Variety is the spice of feeding your Child’s vegetarian
Dietary habits established in childhood. The choice of a vegetarian diet, you can learn to identify your child and your family the opportunity to enjoy a variety of wonderful, nutritious food. Give your child a variety of cereals, fruit, vegetables, nuts, seeds and soy products, keep things simple and fun, and good eating habits that last a lifetime.
Children, the fruit, vegetables, whole grains, legumes and grow thinner and healthier and will live longer than their friends eat meat. It is much easier, a nutritious diet of plant foods of animal products, fat, cholesterol and other substances that children can not build without increasingly saturated mentioned. As essential nutrients are plant foods, the preferred source because they are packed enough energy and protein with other health-promoting nutrients such as fiber, antioxidant vitamins, minerals and healthy fats.
Complex carbohydrates in whole grains, beans and vegetables provide the ideal power supply for the busy life of a child. Promote the consumption of brown rice, whole grain bread and pasta, oats and corn, and increase of rare grains barley, quinoa, millet and other fiber and nutrients in feeding a child. It helps the children away from sugary drinks guide like candy.
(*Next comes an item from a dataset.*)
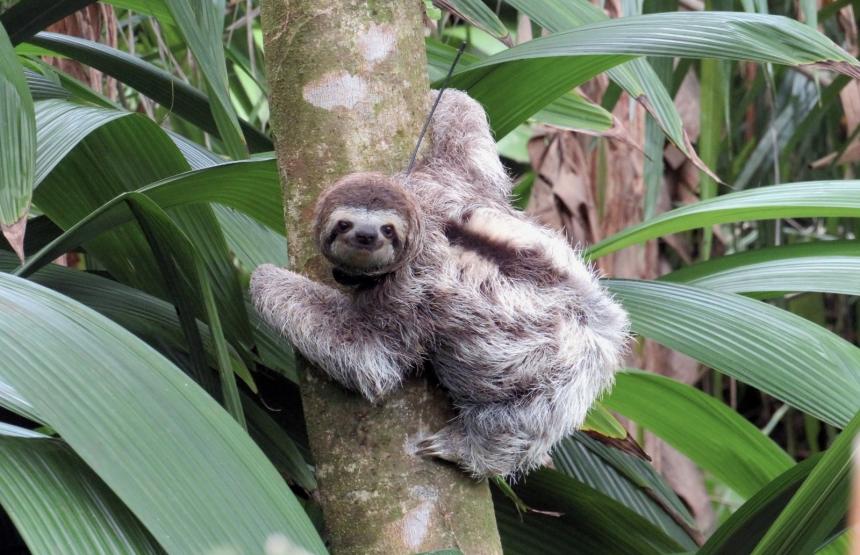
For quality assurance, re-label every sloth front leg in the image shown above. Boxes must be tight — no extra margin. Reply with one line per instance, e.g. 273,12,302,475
251,264,409,401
And when children have to grow protein, they do not need protein-rich foods of animal origin. Different varieties of corn, beans, vegetables, fruit and many protein intake, protein deficiency, so it is unlikely.
Very young children a bit more healthy fats in the diet than their parents do. Health lipid sources are soy products, avocados and nut butters. The parents want their children eating a regular source of vitamin B-12, which contains the function of nerves and blood sugar. Vitamin B-12 is abundant in many commercial cereals, fortified soy milk and rice and yeast food. Growing children need in a variety of beans and vegetables and in combination with vitamin C in fruits and vegetables, iron absorption mentioned above.